3. Klaglied
Die Greiffung
Was aber drähnt die Erd? Ist es von Füssen nicht?
Was scheint bey finstrer Nacht so vieler Fackeln Liecht?
Halt, sind es Waffen? Ja, ich höre Waffen kommen
Den Weg her, welcher wird nach Solyma genommen.
Ersteigt ein Feind die Stadt? Verstört der Held das Fest,
Der uns die Ostern nicht, wie bräuchlich, feyren läst?
Was? hör' ich nicht das Volck von Jesu sorglich zischen?
Hier ist er: sprechen sie, er sol uns nicht entwischen.
Auch Christus hört und kömpt zuvor derselben Schaar,
Als der ohn Widerspruch zu sterben willens war:
Wo wollt ihr Leute hin? Ihr dürfft euch nicht bemühen,
Ich bin es den ihr sucht, ich werd euch nicht entfliehen.
Für diesem Wort nur kan der Hauffe nicht bestehn,
Er weicht zurück und muß mit Sturm zu Boden gehn.
Es thönt, der Gipffel muß erzittern sampt dem Laube,
Da liegen Fackeln, Spieß, Schwerd, Kolb und Bickelhaube.
Doch stärcket sie der Zorn, sie stehen Krafftloß auff,
Gehn aber wieder ein und fallen hin zu hauff.
Sie fahren fort, der Grimm muß ihren Sinn verkehren,
Sie sehn handgreifflich Gott und können ihn verschwehren.
Vnd Judas frischt sie an, der führt die gantze Schaar,
Der seinem Herren so entgegen gehen thar,
O Büberey, er kan zum Meister sich gesellen
Sich freundlich gegen ihm voll aller Schalckheit stellen,
So zeichnet er den Raub, der falsche Liebes-Schein,
Ein Kuß muß dieser List und Boßheit Losung seyn.
Darauff wird nicht gesäumt, der Herr wird stracks von allen
Mit stürmender Gewalt gantz rasend überfallen.
Wol tausend halten ihm die Hände, tausend ziehn
Ihm Seil' her umb den Hals, und tausend schleppen ihn.

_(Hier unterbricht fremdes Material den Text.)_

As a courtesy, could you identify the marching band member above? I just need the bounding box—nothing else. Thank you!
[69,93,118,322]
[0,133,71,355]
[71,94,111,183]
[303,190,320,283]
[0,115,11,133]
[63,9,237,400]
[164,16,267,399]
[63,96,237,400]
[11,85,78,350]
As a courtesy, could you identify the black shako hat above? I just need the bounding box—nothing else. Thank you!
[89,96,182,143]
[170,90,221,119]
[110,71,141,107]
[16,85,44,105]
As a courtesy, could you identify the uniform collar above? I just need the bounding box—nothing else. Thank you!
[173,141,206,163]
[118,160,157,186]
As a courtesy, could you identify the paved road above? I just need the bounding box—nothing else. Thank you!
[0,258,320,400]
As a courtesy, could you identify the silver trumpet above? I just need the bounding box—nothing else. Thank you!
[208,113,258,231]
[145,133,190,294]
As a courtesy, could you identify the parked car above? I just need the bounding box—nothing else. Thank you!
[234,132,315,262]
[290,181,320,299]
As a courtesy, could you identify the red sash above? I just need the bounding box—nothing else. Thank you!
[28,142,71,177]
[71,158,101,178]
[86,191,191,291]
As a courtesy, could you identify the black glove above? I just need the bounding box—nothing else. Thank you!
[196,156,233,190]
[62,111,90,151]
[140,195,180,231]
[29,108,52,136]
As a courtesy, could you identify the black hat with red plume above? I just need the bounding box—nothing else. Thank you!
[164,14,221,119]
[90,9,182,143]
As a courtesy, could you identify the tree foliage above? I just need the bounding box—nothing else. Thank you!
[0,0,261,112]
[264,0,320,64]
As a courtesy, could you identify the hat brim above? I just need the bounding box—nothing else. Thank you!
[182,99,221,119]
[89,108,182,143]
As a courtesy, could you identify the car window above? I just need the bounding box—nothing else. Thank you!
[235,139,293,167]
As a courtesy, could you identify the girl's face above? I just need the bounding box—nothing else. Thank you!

Der knüpfft ihm umb die Arm' ohn wiederstreben Stricke,
Der würgt und bricht ihm schier mit Knoten das Genicke,
Ein ander hat sein Häupt zu zausen nicht gespahrt,
Der raufft ihm unverschämt mit kühner Hand den Bahrt.
Wie wann der Hunde Spur kan einen Hirsch auffbringen,
Das Horn schlägt an, die Lufft muß überall erklingen,
Das arme Wild voll Furcht und Schrecken fleuget bald
Hin durch das freye Feld, ietzt durch Gepüsch' und Wald.
[374]Der Hund ist hinter her, ietzt springt er ihm entgegen,
Jetzt auff der Fersen nach, und folgt ihm allerwegen,
Biß daß er gar hinein mit offnem Rachen fällt,
Vnd solchen Raub nun fäst mit seinen Zähnen hält.
Dann sieht man alle, den ihn bey den Ohren fassen,
Den bey den Füssen, den die Kehle nicht verlassen,
So daß nun Raum gezerrt zu werden mehr gebricht,
Das grosse Wild begreifft der Mäuler Mänge nicht.
So fängt man Christum theils, theils sucht man ihn zu fangen,
Ihn auch nur angerührt begnüget ihr Verlangen.
Wo bleibt ihr Engel dann, springt ewer Heer nicht zu?
Was seht ihr diese That und sitzt in fauler Rhu?
Heran, vertheidigt ihn, man raubt euch ewren König,
Vnd ist er ewer Häupt, wie schätzt ihr ihn so wenig?
Vmbsonst, kein' Hülffe kompt auch von des Himmels Thron.
Die Jünger fliehen auch, wo jedes kan, davon.
Was zückest du dein Schwerdt, wirst du sie, Simon, jagen?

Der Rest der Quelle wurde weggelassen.